McCarthy, president of the Natural Resources Defense Council, previously has signaled she was not eager to rejoin the EPA as administrator again. But the White House role would give her a leading position coordinating environmental and climate policy across the executive branch.
Regan did not respond to emailed requests for comment sent after hours on Sunday evening. Biden transition spokespeople also did not respond to an emailed request. Revesz declined to comment.
“Gina’s been clear she’s dedicated to advancing NRDC’s work,” said Mark Drajem, a spokesman for the environmental group.
The White House climate czar would work across agencies to ensure a coordinated, whole-of-government approach to confronting the challenge. The person would work closely with former Secretary of State John Kerry, who Biden announced in November as special presidential climate envoy focusing on re-entry of the U.S. to the Paris climate accord and related diplomacy.

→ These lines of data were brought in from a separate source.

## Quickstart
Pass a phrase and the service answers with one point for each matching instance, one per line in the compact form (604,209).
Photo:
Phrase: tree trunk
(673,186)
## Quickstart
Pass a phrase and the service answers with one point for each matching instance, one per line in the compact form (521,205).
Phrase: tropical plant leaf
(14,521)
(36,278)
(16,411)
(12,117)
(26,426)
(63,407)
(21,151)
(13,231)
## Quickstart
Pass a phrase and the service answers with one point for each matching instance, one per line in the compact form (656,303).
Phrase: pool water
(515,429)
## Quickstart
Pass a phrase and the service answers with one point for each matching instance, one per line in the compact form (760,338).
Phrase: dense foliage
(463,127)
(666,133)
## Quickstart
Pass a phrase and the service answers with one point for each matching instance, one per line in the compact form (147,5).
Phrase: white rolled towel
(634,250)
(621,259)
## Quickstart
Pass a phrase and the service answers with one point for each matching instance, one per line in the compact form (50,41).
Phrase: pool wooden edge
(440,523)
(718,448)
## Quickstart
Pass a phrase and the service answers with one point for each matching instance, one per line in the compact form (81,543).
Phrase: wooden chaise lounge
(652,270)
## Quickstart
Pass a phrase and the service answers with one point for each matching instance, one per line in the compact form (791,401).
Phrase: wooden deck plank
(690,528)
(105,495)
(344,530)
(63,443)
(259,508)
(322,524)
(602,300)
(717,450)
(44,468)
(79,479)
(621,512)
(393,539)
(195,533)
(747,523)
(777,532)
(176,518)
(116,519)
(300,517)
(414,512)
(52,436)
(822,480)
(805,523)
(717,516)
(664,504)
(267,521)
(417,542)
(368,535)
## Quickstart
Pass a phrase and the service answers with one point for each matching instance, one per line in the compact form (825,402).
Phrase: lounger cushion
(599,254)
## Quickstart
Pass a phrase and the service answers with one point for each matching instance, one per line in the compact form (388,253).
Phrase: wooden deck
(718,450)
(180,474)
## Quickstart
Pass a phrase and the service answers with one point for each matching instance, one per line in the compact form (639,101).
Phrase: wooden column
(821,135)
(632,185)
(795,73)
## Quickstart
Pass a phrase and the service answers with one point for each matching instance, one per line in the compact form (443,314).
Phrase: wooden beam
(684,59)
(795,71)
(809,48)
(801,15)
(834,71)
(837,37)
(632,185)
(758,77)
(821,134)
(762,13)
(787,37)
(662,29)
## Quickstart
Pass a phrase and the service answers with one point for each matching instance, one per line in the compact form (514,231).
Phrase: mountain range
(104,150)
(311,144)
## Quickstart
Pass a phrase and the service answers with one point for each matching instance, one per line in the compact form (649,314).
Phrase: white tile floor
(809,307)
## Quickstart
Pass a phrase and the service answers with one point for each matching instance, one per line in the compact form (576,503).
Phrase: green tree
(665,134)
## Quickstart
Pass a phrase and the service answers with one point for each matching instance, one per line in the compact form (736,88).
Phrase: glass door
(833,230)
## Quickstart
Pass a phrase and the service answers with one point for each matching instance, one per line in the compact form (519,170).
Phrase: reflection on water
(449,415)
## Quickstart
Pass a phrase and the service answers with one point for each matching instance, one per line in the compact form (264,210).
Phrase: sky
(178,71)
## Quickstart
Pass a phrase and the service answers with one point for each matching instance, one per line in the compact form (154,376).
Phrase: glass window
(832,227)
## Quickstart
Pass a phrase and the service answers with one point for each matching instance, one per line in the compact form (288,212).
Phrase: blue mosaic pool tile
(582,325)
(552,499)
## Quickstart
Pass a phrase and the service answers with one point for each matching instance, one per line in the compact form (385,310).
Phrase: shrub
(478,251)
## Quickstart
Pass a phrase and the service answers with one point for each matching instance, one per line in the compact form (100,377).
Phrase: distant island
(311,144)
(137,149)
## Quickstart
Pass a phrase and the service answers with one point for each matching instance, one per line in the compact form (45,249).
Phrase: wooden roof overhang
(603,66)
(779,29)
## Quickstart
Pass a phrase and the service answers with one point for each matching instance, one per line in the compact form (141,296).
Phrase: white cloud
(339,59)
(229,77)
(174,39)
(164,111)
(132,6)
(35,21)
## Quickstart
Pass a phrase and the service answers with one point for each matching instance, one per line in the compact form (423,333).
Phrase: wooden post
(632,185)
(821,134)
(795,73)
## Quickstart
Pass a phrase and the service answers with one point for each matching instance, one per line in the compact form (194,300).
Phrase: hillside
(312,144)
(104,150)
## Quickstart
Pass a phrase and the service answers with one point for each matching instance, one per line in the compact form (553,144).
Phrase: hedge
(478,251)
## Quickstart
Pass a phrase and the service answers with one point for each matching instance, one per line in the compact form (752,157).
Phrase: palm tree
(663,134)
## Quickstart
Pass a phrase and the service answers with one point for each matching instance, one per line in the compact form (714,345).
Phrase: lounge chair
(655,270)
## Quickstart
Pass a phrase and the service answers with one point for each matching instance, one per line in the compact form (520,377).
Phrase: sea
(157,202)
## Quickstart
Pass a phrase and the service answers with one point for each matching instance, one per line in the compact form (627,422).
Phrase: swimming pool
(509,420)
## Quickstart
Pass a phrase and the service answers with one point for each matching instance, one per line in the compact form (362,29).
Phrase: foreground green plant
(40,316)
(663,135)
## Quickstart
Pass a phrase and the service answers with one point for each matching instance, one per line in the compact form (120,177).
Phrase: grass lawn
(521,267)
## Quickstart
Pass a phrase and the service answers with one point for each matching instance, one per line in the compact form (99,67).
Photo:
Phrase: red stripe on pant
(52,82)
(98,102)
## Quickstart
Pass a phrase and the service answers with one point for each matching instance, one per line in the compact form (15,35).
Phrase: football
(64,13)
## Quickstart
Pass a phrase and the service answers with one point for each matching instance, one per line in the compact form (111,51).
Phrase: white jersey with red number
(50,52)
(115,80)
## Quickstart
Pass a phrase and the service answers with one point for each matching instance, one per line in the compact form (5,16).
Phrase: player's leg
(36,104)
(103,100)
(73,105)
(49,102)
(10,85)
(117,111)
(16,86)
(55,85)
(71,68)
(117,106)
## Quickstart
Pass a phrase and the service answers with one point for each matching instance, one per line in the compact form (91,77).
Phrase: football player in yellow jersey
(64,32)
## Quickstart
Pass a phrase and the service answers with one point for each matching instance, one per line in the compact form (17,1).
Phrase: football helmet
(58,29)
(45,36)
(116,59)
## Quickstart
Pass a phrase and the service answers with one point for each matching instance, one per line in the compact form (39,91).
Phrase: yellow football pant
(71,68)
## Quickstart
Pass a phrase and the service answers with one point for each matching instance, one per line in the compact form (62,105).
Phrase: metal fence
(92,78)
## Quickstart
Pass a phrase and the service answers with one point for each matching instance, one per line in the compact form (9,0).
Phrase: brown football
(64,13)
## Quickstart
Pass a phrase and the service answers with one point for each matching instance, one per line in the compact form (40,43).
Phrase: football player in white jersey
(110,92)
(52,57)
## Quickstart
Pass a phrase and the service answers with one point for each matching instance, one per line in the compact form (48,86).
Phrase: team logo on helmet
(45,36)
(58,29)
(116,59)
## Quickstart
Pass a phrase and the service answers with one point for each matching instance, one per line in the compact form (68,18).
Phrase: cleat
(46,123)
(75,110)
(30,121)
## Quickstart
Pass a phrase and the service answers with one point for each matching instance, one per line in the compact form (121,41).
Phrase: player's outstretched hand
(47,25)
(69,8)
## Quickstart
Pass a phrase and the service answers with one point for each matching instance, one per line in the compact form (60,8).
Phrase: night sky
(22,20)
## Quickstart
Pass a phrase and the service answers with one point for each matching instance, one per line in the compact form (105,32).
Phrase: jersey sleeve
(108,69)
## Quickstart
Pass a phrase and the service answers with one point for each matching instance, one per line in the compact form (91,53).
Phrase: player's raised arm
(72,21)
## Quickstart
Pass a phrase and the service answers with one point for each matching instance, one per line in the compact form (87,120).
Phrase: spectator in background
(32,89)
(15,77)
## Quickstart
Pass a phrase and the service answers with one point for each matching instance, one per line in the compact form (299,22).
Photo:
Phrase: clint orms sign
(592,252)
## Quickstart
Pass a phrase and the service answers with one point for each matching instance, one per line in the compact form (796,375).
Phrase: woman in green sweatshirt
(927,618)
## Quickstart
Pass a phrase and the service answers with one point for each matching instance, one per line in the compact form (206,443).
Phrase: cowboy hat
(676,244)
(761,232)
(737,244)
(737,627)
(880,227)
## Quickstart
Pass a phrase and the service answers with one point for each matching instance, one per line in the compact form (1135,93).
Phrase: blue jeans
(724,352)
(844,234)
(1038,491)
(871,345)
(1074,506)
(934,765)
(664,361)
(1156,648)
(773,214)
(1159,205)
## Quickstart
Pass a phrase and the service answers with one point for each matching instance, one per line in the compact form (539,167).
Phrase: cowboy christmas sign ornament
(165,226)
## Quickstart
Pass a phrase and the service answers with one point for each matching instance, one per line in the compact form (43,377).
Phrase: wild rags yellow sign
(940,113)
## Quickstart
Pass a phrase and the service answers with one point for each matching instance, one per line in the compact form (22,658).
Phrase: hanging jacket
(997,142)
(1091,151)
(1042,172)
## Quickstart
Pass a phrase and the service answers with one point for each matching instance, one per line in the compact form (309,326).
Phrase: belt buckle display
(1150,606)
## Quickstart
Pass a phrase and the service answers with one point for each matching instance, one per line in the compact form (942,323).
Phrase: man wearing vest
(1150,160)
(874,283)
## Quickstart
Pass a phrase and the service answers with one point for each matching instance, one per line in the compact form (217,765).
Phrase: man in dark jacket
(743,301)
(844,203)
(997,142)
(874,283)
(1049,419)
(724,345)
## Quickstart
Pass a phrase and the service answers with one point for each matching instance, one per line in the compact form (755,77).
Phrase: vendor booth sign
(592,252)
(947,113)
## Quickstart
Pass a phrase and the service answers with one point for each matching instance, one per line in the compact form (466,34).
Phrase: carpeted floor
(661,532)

Biden is also nearing a choice on who he wants to lead the White House Council on Environmental Quality, with former CEQ general counsel Brenda Mallory a leading candidate, according to one person familiar with the matter. Mallory, who served in the agency under Obama, has more recently been the director of regulatory policy for the Southern Environmental Law Center, a group that uses litigation to promote clean air, safe water and wildlife conservation. Transition officials have also been considering two environmental justice advocates — Cecilia Martinez and Mustafa Santiago Ali — for the role.
The CEQ coordinates environmental policy across the federal government. It also oversees implementation of the National Environmental Policy Act.